Eight months after ransomware attack, Advanced Urgent Care of Florida Keys notifies patients
On March 14, DataBreaches.net reported that Advanced Urgent Care of the Florida Keys had been attacked, and patient data dumped. The data dump had been listed on a Russian-language forum known for data dumps, and the threat actor, then known as “m1x,” called the medical group “Malicious Defaulters” because they wouldn’t pay to prevent data dumping.
As DataBreaches.net reported from inspecting the data dump:
The data, which were made freely available on a popular file-sharing site, contained more than 14,000 patients’ personal information. For some of the patients, there were numerous scans of patient records. In most cases, these were scans of reports that included some handwritten notes and results with the patients’ personal information, medical history, reason for testing or visit, and more.

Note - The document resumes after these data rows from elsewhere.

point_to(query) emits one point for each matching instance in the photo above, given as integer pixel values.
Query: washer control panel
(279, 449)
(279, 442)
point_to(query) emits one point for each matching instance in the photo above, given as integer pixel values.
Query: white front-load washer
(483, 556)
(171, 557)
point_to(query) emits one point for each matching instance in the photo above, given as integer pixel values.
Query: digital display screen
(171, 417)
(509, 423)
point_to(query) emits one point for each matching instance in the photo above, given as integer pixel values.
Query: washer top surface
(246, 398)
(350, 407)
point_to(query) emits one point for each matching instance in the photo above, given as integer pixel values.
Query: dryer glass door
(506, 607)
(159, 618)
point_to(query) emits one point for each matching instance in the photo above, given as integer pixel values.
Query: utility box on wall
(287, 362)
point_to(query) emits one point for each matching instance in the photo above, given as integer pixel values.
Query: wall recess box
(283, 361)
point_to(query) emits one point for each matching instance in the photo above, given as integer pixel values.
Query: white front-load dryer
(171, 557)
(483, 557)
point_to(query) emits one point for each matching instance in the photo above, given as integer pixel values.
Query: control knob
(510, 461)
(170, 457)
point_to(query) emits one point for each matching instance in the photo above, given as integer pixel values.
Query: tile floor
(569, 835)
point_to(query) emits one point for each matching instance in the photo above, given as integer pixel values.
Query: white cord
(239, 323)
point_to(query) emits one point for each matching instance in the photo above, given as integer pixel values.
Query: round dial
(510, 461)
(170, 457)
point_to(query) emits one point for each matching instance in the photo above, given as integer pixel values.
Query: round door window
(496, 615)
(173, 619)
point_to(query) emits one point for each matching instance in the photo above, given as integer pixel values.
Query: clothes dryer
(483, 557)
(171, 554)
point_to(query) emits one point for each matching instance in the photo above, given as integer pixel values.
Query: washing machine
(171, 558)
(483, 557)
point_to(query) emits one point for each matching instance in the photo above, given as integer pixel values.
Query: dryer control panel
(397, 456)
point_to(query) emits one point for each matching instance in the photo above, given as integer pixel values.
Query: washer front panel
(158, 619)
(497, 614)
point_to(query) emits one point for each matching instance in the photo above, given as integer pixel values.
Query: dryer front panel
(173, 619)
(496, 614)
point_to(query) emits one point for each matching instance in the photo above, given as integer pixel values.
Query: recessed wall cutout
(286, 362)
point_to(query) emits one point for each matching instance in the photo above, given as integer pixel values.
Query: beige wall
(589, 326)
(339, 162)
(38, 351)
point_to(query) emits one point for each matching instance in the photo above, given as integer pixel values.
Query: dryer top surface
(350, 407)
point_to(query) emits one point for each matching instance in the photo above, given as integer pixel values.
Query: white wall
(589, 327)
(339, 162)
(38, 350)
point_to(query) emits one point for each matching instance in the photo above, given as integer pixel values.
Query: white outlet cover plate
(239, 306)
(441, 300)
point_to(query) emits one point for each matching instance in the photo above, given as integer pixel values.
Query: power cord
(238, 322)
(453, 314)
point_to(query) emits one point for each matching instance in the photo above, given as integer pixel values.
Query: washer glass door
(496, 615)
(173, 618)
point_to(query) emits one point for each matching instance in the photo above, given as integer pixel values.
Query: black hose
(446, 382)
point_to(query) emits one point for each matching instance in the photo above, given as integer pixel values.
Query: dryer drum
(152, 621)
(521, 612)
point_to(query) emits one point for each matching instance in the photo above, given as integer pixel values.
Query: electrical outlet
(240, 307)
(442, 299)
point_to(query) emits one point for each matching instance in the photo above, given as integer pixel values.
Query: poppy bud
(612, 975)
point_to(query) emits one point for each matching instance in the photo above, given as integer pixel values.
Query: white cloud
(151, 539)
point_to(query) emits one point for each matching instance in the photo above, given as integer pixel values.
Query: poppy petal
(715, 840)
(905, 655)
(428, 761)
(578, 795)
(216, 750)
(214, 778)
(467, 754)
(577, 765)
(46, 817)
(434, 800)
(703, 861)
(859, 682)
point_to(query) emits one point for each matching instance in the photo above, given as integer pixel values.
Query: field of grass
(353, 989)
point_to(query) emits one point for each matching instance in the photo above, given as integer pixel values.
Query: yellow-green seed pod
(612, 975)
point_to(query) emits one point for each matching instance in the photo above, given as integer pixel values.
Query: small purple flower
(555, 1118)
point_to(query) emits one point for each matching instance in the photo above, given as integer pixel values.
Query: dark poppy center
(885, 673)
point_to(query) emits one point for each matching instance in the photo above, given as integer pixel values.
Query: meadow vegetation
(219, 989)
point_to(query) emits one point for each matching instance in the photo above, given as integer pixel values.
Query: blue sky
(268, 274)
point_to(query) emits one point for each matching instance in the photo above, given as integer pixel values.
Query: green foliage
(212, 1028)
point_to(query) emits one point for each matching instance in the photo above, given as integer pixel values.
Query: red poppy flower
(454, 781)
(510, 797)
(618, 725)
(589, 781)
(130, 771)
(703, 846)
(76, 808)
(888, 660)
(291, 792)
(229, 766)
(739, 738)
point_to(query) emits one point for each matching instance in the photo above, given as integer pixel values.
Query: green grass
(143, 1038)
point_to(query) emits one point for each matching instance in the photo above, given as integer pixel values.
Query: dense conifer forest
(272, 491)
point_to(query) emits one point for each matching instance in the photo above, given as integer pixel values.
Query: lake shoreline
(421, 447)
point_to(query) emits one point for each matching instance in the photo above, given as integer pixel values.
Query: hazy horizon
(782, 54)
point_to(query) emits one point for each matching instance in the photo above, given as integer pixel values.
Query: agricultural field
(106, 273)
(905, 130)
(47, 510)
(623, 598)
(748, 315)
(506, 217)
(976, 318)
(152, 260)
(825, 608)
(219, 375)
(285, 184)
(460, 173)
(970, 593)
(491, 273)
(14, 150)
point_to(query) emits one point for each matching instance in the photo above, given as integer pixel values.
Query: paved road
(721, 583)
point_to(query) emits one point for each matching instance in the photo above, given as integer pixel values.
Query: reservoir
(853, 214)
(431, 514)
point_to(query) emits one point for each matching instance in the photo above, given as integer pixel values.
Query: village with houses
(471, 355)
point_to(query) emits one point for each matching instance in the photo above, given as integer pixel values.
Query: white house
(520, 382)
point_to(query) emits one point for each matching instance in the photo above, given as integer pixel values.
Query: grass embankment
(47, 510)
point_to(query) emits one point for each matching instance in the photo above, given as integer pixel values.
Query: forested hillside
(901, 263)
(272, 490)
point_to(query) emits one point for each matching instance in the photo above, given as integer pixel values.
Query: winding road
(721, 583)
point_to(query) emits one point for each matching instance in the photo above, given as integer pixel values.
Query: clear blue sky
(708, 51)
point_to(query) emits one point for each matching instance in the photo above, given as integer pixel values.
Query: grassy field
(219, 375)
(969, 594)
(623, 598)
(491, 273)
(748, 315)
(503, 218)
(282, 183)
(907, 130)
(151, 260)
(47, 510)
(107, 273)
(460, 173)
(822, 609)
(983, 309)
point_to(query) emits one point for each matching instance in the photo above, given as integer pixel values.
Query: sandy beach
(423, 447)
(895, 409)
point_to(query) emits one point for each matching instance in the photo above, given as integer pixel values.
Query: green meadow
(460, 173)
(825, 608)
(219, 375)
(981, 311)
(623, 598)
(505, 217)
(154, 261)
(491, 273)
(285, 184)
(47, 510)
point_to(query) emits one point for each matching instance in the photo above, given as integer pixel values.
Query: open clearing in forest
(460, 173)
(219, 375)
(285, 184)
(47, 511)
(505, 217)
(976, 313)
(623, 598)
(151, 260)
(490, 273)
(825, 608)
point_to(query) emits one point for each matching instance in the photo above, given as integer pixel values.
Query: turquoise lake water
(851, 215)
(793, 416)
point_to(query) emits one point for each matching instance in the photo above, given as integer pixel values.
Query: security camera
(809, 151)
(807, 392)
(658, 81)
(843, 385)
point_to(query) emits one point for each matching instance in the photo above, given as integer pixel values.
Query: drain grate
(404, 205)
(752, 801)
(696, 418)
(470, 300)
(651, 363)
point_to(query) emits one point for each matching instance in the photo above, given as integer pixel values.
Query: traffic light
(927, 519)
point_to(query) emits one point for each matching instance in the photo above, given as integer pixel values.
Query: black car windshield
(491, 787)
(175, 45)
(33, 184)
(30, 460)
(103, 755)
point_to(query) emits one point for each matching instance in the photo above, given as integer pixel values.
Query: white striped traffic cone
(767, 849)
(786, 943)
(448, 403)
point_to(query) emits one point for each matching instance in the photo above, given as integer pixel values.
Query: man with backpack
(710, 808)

There was also billing information dumped. From timestamps, it appeared the attack occurred on or about March 1. DataBreaches.net also posted a number of redacted screenshots from the data dump, while noting that the medical center had not responded to several inquiries sent to them by this site.
On May 31, more than 60 days after the dump first appeared, this site sent one last inquiry to Advanced Urgent Care of Florida Keys, asking them if they had ever reported this breach to HHS and whether they had ever notified patients.
Getting no response to that inquiry, either, DataBreaches.net filed a watchdog complaint with HHS on June 3, including screenshots of the listings and data, and offering to provide HHS with the full data dump if they needed it for investigative purposes.
On November 6, the practice issued a press release.
Bruce L. Boros, M.D., P.A. DBA Advanced Urgent Care Notice Regarding Data Security Incident
KEY WEST, Fla., Nov. 6, 2020/PRNewswire/ — Bruce L. Boros, M.D., P.A. DBA Advanced Urgent Care (“Advanced Urgent Care”) is committed to maintaining the privacy and security of information. On November 6, 2020, Advanced Urgent Care notified certain individuals about a data security incident.
Specifically, On March 1, 2020, a ransomware infection encrypted files stored on an Advanced Urgent Care backup drive. Advanced Urgent Care immediately began an investigation. As a part of its investigation, it worked very closely with external cybersecurity professionals.
After an extensive forensic investigation and manual document review, Advanced Urgent Care discovered on September 11, 2020 that the impacted backup drive contained personal and protected health information, including names, dates of birth, health insurance information, medical treatment information, medical diagnostic information, lab results, Medical Record Numbers (MRN), Medicare or Medicaid beneficiary numbers, medical billing information, bank account information, credit or debit card information, CHAMPUS ID numbers, Military and/or Veterans Administration numbers, driver’s license numbers, signatures, and Social Security numbers. This incident does not affect all patients of Advanced Urgent Care and not all information was included for all individuals. The Advanced Urgent Care electronic health record system was not impacted by this incident.
Advanced Urgent Care takes this incident and security of personal information very seriously. Advanced Urgent Care has taken steps to secure its network and improve internal procedures to identify and remediate future threats in order to minimize the risk of a similar incident in the future.
Impacted individuals have been provided with best practices to protect their information and have been reminded to remain vigilant in reviewing financial account statements on a regular basis for any fraudulent activity. Advanced Urgent Care has recommended that affected individuals review the explanation of benefits statements that they receive from their health insurance providers and follow up on any items not recognized. Individuals whose Social Security numbers were contained in the impacted backup drive have been offered a complimentary credit monitoring product.
For further questions or additional information regarding this incident, or to determine if you may be impacted by this incident and are eligible for complimentary credit monitoring, a dedicated toll-free response line has been set up at 1-866-977-1187. The response line is available Monday through Friday, 9:00 a.m. to 9:00 p.m. Eastern Time.
View original content:https://www.prnewswire.com/news-releases/bruce-l-boros-md-pa-dba-advanced-urgent-care-notice-regarding-data-security-incident-301168080.html.
SOURCE Bruce L. Boros, M.D., P.A. DBA Advanced Urgent Care
1. The practice claims that on September 11, it discovered ePHI was involved? This site had published evidence of ePHI on March 14 and had written to them about it several times. So they already had evidence in March that they could confirm as their data. Will HHS let them claim discovery in September or will it point out that any reasonable entity would have discovered the breach no later than March 17? And when did HHS first contact the practice to follow up on my complaint (if they did contact them)?
2. The press release does not tell patients that their data was actually dumped and made freely available on two web sites, neither of which requires Tor to access. Does the notification letter to patients tell them that their data was first dumped on the internet on March 13?
I will be watching to see if HHS gives them a pass or walk on this one.
Update: On Nov. 6, Dr. Boros reported the incident to HHS as impacting 58,823 patients.